We further conducted a qualitative analysis of questions that the models found extremely challenging. We categorized our dataset into 3 difficulty levels based on the number of models that provided correct answers: Easy (7–9 models, 68 samples), Medium (3–6 models, 103 samples), and Hard (0–2 models, 81 samples). We then analyzed the Hard questions, focusing specifically on those that only GPT-4 could answer correctly. Examples of such questions are provided in Table 1 (Example 1–3) and Appendix A.4.4.

Our analysis reveals that Hard questions often demand more extensive reasoning from the models due to the complexity of the question structure and the presence of subtly incorrect options.

For instance in Table 1 (Example 1), “What is defined as vegetarian in India?” with the correct answer being “D. All of the above.” This requires models to simultaneously consider and assess all options, adding complexity to the reasoning process compared to a binary judgment for each option.

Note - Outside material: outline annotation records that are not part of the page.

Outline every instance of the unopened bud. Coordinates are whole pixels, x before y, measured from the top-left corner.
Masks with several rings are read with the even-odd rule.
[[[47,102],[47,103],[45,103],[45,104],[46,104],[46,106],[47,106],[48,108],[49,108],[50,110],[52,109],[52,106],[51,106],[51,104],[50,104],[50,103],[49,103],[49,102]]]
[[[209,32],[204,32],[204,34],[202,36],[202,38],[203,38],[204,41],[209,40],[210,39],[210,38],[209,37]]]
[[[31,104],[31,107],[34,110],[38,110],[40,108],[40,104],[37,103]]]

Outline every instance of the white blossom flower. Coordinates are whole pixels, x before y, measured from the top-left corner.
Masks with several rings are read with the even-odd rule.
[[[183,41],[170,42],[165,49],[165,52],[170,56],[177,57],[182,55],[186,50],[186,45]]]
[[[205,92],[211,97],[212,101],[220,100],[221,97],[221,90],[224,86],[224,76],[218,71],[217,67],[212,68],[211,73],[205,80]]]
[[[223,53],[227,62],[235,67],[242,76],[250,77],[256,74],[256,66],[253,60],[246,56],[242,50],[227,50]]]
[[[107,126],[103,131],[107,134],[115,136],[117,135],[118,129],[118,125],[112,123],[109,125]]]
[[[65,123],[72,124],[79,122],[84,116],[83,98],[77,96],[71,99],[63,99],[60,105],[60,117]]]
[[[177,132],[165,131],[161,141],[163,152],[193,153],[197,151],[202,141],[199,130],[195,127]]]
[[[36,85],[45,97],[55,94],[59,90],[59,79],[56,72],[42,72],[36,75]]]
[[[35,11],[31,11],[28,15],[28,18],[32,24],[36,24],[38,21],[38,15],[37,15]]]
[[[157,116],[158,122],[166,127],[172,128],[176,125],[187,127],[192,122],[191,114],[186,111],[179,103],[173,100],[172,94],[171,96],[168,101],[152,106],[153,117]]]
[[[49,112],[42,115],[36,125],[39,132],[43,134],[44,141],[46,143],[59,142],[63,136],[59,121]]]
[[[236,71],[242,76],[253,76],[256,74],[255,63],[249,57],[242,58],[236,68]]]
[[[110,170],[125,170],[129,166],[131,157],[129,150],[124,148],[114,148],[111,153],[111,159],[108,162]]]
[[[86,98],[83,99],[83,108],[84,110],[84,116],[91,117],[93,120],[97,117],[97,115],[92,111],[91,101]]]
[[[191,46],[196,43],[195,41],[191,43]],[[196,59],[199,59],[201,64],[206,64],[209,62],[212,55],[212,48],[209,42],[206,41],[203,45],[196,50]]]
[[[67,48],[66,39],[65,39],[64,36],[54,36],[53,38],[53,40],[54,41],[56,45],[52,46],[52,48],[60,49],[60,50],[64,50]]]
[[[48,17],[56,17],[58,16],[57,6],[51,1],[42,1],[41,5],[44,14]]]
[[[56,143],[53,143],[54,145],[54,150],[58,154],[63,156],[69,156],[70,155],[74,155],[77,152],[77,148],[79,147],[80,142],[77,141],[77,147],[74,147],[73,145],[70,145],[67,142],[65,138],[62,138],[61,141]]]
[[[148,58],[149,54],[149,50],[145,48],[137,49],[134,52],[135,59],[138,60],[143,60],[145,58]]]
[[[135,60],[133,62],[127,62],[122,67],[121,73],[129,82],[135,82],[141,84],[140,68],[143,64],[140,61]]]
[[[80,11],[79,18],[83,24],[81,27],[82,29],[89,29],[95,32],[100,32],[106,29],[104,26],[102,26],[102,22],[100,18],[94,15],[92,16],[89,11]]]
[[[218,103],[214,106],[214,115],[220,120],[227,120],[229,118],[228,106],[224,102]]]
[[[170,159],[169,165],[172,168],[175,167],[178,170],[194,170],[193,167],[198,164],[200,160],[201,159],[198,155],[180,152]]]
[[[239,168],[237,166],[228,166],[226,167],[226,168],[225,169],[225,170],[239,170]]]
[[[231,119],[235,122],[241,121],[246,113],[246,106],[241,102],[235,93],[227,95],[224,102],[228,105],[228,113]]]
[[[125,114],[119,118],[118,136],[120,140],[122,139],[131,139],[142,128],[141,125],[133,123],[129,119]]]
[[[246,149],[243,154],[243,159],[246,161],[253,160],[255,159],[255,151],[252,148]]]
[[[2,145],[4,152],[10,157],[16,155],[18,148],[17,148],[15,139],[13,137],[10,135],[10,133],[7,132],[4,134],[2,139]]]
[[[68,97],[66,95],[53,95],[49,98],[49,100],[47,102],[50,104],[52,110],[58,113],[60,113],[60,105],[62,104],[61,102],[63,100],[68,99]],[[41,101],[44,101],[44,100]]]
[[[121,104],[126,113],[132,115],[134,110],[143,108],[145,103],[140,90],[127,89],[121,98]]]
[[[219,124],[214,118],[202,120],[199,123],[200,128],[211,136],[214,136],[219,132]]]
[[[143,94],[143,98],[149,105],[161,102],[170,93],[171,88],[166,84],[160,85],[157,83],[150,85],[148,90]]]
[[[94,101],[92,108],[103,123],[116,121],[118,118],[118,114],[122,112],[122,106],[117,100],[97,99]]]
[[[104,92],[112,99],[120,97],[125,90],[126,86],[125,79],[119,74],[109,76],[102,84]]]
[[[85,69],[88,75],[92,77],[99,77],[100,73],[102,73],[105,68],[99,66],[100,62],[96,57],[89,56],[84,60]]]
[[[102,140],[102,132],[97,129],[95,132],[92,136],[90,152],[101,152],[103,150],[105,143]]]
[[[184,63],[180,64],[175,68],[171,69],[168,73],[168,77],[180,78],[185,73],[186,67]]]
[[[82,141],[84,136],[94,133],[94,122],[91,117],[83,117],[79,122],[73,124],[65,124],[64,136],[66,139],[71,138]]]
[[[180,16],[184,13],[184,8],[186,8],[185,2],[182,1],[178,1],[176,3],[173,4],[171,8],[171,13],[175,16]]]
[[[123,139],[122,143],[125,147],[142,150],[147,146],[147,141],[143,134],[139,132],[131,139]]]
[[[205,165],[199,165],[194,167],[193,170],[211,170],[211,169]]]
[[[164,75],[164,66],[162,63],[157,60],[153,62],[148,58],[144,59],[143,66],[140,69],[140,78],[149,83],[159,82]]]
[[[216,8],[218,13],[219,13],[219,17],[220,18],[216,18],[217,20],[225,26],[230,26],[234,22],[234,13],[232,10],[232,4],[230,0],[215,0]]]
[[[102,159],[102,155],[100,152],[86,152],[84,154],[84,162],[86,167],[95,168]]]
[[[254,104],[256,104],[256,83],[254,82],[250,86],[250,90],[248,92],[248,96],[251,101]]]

Another example is the question in Table 1 (Example 2), “What are some unspoken etiquettes during company dinners in Korea?” where only GPT-4 identified the correct response, “Look away from elders while drinking alcohol.” Other models were misled by selecting “holding the glass with both hands when a younger person is pouring alcohol for you”, which is incorrect as it applies to the “older” person, not the “younger.” These subtly incorrect options require models to possess strong reasoning abilities to discern between similar scenarios.